Partners: Wageningen Environmental Research

Objective

FAIRiCUBE Use Case 2 explores how agricultural practices impact biodiversity by applying analysis workflows built within a spatial cube-based data infrastructure. The study uses established causal models with graph-based inference methods to investigate causal effects of farm level interventions on bird species richness.

The main objectives are:

  • To assess whether the integration of biodiversity, agricultural, environmental, and remote sensing data analyzed with machine learning (ML) and causal modeling can consistently generate actionable insights across agricultural regions.
  • To explore how spatial data cube functionalities and ML can discover causal relationships between farm management, environmental variables, and biodiversity outcomes.

Applications

Causal inference methods were effectively applied within the FAIRiCUBE spatial data cube infrastructure to identify causal relationships between agricultural activities and farmland bird species richness.
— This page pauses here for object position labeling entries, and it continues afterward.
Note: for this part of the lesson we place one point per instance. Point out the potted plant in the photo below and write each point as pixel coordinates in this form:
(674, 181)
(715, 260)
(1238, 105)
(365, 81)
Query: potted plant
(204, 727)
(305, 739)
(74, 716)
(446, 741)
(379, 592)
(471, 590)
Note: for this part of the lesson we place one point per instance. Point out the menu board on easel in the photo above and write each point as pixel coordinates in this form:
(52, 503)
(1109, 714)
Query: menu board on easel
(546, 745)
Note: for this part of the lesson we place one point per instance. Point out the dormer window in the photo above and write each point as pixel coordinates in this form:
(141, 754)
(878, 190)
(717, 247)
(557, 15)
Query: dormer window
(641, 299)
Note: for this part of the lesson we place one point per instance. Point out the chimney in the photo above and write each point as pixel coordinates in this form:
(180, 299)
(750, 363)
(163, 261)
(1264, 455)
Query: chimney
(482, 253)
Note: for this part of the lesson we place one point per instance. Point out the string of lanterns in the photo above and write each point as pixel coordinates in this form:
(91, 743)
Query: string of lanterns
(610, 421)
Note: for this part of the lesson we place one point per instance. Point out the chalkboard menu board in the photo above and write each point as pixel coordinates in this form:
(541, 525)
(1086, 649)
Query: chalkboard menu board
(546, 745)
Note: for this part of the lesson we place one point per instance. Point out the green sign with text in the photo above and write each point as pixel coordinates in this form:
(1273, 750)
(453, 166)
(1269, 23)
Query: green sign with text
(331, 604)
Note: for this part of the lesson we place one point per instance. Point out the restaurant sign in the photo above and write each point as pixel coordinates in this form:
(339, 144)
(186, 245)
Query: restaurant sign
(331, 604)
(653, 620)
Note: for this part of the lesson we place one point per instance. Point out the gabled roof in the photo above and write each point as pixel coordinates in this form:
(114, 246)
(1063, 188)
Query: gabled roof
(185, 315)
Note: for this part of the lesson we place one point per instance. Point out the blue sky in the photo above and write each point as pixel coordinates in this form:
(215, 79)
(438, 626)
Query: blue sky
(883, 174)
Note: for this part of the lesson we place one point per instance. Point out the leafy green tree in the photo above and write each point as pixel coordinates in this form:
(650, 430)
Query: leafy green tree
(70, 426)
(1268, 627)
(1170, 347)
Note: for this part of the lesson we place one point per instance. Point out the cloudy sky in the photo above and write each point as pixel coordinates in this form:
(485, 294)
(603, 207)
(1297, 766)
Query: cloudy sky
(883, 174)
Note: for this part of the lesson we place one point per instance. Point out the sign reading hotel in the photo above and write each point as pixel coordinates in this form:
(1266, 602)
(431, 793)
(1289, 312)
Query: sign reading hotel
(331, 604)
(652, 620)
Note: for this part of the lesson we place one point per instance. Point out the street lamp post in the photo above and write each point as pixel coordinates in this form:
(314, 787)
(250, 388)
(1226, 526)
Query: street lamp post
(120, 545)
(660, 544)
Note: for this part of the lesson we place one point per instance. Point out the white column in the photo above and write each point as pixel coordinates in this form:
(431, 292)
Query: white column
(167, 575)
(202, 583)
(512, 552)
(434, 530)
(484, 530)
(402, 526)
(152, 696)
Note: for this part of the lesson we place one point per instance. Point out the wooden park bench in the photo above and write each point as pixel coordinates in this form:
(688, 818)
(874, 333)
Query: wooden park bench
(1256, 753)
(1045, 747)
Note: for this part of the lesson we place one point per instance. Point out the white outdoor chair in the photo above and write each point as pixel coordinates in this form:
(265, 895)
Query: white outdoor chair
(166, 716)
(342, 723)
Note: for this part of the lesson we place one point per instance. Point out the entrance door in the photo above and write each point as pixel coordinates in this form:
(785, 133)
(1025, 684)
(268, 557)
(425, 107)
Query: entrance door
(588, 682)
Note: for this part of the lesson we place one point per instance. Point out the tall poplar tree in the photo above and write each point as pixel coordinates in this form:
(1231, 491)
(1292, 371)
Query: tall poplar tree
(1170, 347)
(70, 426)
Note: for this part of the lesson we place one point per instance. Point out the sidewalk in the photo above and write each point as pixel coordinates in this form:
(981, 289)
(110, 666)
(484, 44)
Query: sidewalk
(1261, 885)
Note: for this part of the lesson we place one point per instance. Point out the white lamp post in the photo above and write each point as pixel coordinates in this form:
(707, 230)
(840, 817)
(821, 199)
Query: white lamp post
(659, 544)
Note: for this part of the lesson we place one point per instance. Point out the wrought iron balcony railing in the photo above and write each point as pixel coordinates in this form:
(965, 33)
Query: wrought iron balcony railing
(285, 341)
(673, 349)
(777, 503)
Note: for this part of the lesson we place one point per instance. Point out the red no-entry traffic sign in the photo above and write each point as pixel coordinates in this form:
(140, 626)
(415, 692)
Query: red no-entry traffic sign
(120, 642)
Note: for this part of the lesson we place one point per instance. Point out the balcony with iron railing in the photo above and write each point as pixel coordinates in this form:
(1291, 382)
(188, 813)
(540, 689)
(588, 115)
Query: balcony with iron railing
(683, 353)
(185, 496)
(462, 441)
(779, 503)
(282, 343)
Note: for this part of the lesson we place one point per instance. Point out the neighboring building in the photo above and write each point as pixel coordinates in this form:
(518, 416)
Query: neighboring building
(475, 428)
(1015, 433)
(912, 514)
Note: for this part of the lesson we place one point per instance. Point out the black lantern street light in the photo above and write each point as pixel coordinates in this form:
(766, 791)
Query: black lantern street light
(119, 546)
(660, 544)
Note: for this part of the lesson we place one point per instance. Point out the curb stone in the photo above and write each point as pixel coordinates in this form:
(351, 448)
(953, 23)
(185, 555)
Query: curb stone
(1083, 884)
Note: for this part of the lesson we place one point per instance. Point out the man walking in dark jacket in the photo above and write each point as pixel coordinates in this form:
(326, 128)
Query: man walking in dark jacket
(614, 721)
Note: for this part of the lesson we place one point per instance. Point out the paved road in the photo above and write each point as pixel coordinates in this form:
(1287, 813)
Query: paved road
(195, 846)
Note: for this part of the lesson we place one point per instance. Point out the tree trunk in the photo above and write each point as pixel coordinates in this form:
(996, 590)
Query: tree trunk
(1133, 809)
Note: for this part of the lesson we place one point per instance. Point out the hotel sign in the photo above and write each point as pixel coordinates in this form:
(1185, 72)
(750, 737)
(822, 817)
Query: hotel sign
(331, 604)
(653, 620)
The developed methods offers a valuable framework for evaluating the ecological impacts of agricultural policies – such as the EU Green Deal – and for guiding the development of targeted, biodiversity-friendly farming measures using quantifiable indicators. The established model can be used by decision makers in agriculture and environmental protection by supporting better-informed decisions such as selecting more nature-inclusive practices promoting biodiversity through specific applications:

  • Spatial categorization: The results of the observation and estimation steps for biodiversity can be used to categorize agricultural landscapes and e.g. administrative regions, based on predicted suitability.
  • Casual modeling: Causal modelling allows reasoning about potential situations to answer ‘What-if?” type of questions and creating scenarios for farmland landscape development considering biodiversity favorable conditions.
  • Smart tools: The presented approach aims at improved understanding of causalities between farm activities and changes in biodiversity. When results are sufficiently robust, the model could be incorporated into advisory tools for farmers or policy makers, to help assess the consequences of actions.

Approach

Three main data categories (biodiversity, environment and agriculture) are handled primarily within their individual processing flows and data cubes, which are then ultimately merged using causal machine learning. Modelling methods such as causal inference and discovery provide insights into the underlying mechanisms describing the impact of agricultural practices on biodiversity. They do not only statistically predict the correlations but also provide meaningful explanations for those predictions, enhancing the overall interpretability of the model results.

All the tools are expected to be provided within FAIRiCUBE hub as shared data infrastructure and documented.